France is preparing to renew the members of its National Assembly during the legislative elections on June 30 and July 7. At France Digitale, we believe it’s essential to decipher the ideas and programs of the various political parties, particularly when it comes to the economy, innovation, social issues and Europe.
Today, startups represent 25,000 companies in France. That equates to more than 1 million direct and indirect jobs. They have penetrated the entire economic fabric and contribute to wealth creation throughout France, contracting with very small businesses, SMEs, intermediate-sized enterprises, and large French groups to drive their digital transformation.
They also represent an opportunity for France and Europe to gain a certain level of strategic autonomy over key technologies in an uncertain geopolitical context.
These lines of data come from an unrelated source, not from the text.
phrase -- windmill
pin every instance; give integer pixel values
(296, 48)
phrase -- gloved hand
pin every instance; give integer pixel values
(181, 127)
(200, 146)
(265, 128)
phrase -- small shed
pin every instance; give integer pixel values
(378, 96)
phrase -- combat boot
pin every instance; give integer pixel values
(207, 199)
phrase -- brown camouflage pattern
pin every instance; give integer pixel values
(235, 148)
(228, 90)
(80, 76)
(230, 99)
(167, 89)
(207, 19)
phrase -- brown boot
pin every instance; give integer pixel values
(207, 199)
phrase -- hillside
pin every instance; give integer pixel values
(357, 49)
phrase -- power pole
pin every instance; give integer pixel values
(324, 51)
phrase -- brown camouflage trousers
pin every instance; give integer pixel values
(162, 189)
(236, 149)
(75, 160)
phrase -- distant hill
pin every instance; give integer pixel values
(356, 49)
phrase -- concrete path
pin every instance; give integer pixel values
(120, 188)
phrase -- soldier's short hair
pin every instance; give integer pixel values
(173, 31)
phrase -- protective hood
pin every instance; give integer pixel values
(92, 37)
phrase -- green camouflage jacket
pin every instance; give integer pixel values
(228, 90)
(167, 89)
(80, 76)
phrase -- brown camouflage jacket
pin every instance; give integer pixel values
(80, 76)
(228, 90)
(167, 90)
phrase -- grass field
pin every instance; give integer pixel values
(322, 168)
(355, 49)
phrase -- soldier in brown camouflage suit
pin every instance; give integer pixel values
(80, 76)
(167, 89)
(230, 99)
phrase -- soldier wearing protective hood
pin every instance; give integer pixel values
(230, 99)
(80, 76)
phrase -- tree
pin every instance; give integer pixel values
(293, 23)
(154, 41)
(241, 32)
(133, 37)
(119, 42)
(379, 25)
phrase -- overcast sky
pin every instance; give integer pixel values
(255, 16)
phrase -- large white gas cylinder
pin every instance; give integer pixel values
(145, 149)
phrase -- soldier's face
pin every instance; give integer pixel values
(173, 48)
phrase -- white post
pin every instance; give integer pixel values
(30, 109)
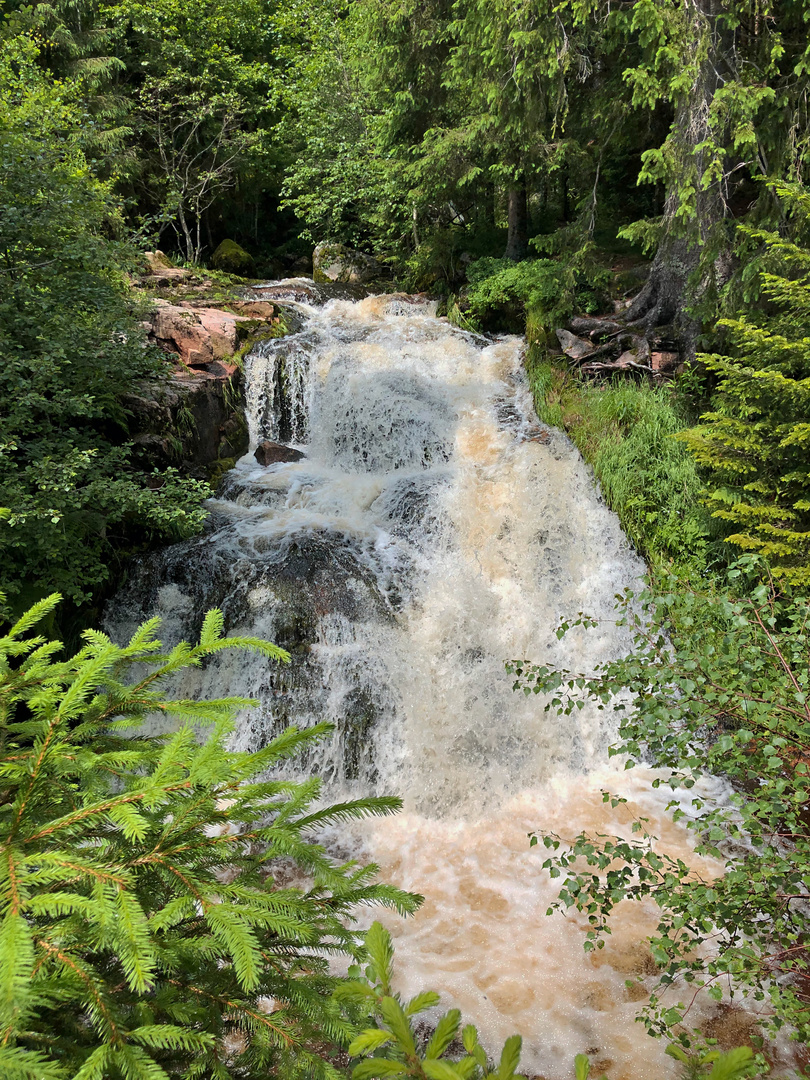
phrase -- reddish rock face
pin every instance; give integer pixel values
(270, 454)
(198, 335)
(255, 309)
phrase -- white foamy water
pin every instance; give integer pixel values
(434, 530)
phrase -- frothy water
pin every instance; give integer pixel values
(434, 530)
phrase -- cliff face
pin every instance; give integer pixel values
(194, 418)
(194, 421)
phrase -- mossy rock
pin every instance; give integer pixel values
(231, 258)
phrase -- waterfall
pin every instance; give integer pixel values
(433, 530)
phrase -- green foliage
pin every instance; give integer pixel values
(728, 696)
(142, 933)
(392, 1047)
(232, 258)
(755, 442)
(395, 1047)
(626, 431)
(70, 348)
However, the economic model of startups, while more mature today than ten years ago, still needs to be consolidated.
More than ever, startups need clients to purchase their innovative solutions. More than ever, they need funding from investors willing to take risks and sometimes invest heavily to develop innovations that will address major challenges, especially environmental ones. More than ever, they need to recruit rare and highly sought-after profiles by their foreign competitors.
For all these reasons, the upcoming election has multidimensional stakes, and some political party proposals are, for France Digitale, red lines that could seriously jeopardize French innovation.
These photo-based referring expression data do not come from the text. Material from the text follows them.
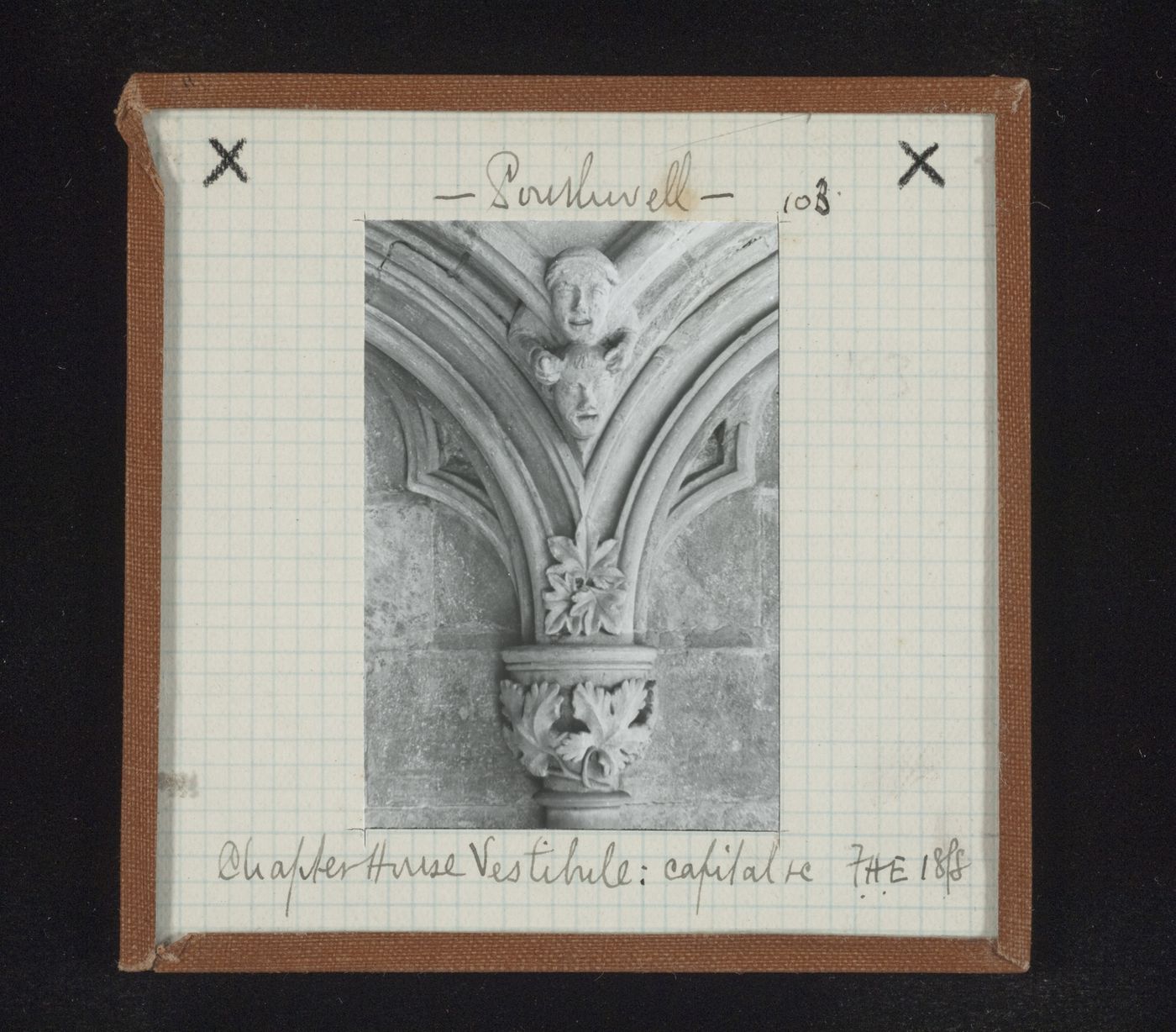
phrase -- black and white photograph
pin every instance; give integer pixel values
(572, 575)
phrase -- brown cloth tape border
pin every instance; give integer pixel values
(1007, 99)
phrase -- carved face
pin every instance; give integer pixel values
(585, 392)
(580, 300)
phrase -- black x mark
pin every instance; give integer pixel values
(228, 161)
(920, 162)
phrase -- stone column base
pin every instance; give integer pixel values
(582, 810)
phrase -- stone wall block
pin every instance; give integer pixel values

1- It is not reasonable to reject foreign investments in France. Accepting foreign capital does not mean « selling France » or risking all our champions being taken over by American or Asian interests. Accepting foreign capital allows companies to grow and finance their expansion. It also enables them to access new business channels, as how can one enter the American or Asian market without economic partners on the ground?
If we want our French companies to be international champions, they must be able to rely on international economic partners. These partners often have massive investment capacities necessary for financing strategic and capital-intensive projects, particularly in breakthrough technologies such as AI, quantum, or biotech.
While France Digitale has always fought to consolidate the entire European financing chain – from seed to exit – we also know that our companies need these international funding channels.
We are therefore very vigilant about proposals to increase control over foreign investments in France or even to strictly prohibit non-European investors from taking stakes in French companies.
2- It is not desirable to prohibit the legal immigration of talents coming to work in companies experiencing labor shortages. In startups, 1 in 5 companies has used the « French Tech Visa, » a program that accelerates visa processing times for non-Europeans – and their families – coming to work or found a startup.
In practice, beneficiaries are developers or engineers, with highly sought-after skills for startups, coming from India, Morocco, Algeria, Ukraine, Syria, Uzbekistan, the Philippines, or the United States.
If Paris is now established as the strategic region for AI globally, it is because France has become one of the easiest countries in the world to attract qualified talents to develop breakthrough technologies. Recognized not only for its quality of life but also for the excellence of our education, R&D labs, and our network of companies in AI.
While France Digitale has always fought to accelerate the training of everyone in digital skills and professions, we are therefore very vigilant about proposals to complicate immigration, even for jobs in high demand. Relying solely on « French people present in France, » as some propose, will never be enough: our ecosystem needs diversity and richness, not isolationism.
3- Finally, the only viable scale for our French companies is the European scale. Be it in terms of regulation, economic market, or the movement of goods, services, people, and capital. We would even need to strengthen the European market by adding a fifth dimension to these freedoms of movement: the freedom of movement of innovations.
Our French companies are first and foremost European companies, and they will only become international champions if they capitalize on the 450 million European inhabitants and can simply offer their innovations to the 27 member states of the European Union. Isolated, France cannot exist on the economic, geopolitical, or technological world map.
France Digitale fights for a Buy European Tech Act, which is why we are very vigilant about all programs aiming to exclude France from economic treaties or to marginalize it from European policies. We need harmonization and unity, not division and individualism.